Can you explain this ?!
In earlier lessons I've learned that whenever there's a negation we use the article de
So how can this scentenc here could be right?
On n'est pas des robots
On n'est pas de robots ?
The rule that negated verbs command "de" excludes the verb "être".
Just change this sentence to a singular:
- je ne suis pas un robot.
The plural of "un robot" is "des robots". So, the plural of "je ne suis pas un robot" is:
- nous ne sommes pas des robots.
With another verb now:
- je n'ai pas de robot(s) - meaning that otherwise, I would have one or several. In both cases, "de" drops the article and the noun can be singular or plural, depending on context.
It's still the same de but it has to agree with the number of the noun. So if it's "robots" then the de becomes des, which is its plural form.

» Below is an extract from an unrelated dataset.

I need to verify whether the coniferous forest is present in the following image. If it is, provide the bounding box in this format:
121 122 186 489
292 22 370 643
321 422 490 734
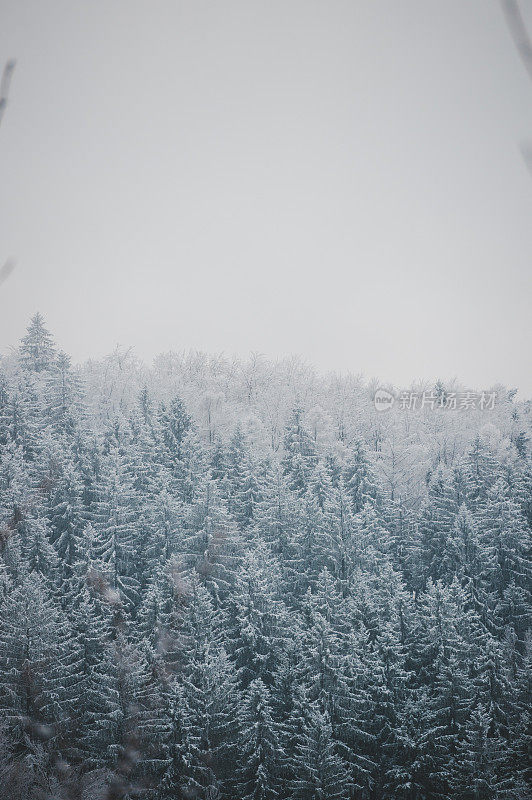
0 315 532 800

On n'est pas de robot. / On n'est pas des robots. | Both of these are correct.
On n'est pas de robots. | This one is not.

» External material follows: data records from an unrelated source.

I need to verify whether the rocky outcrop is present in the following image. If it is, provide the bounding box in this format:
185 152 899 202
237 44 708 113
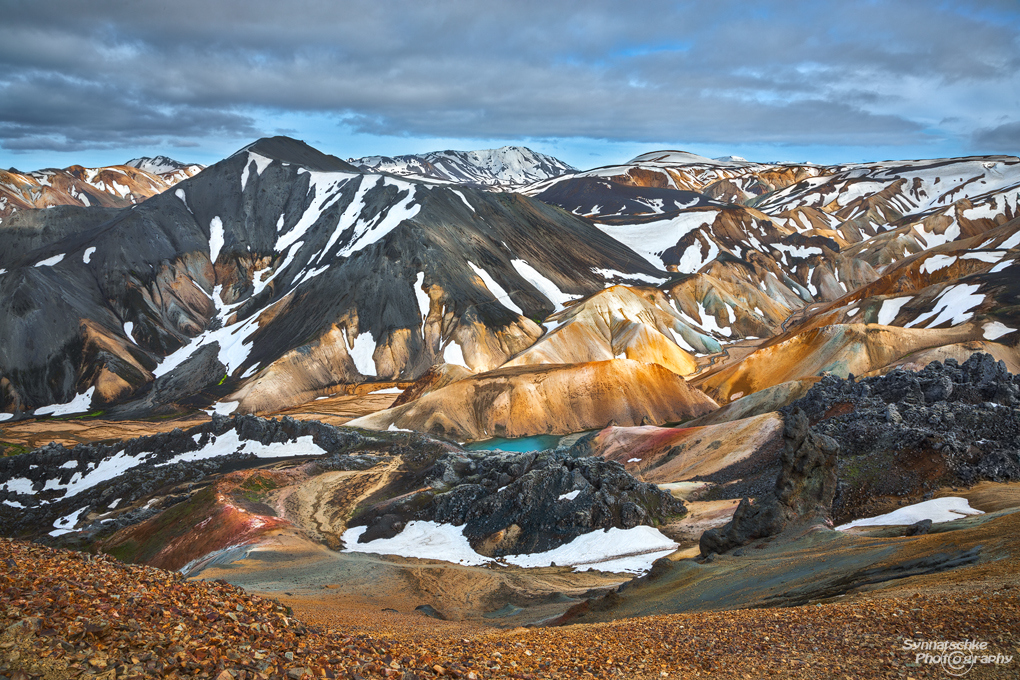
784 354 1020 521
699 411 839 556
0 416 383 537
0 138 666 415
351 449 686 557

ETA: I stand corrected! It should always be de in negations. Thank you, guys.
I don't think so. My understanding is that you use "de" in negative sentences always. Perhaps there are exceptions that I'm not aware of. Here's a page on this:- https://www.french-test.com/revision/grammar/the-partitive-article-in-negative-sentences
That's a very useful page! Seems like I was wrong, so thank you for the correction!
But when a sentence is negated in French, des changes to de. So I'm not entirely sure. I will ask Sitesurf. :)
I've contacted her, so she will post here(hopefully). Yes, and the same applies when the adjective goes before the noun.
So, instead of "Nous avons des jolies filles," it would be "Nous avons de jolies filles".
And here I was, making sure it always agrees with the number and gender! Thanks, PJMCD. I'll keep an eye on this dicussion for Sitesurf's contribution.
De rien! Just another unnecessary complication in a language! But of course completely necessary. :)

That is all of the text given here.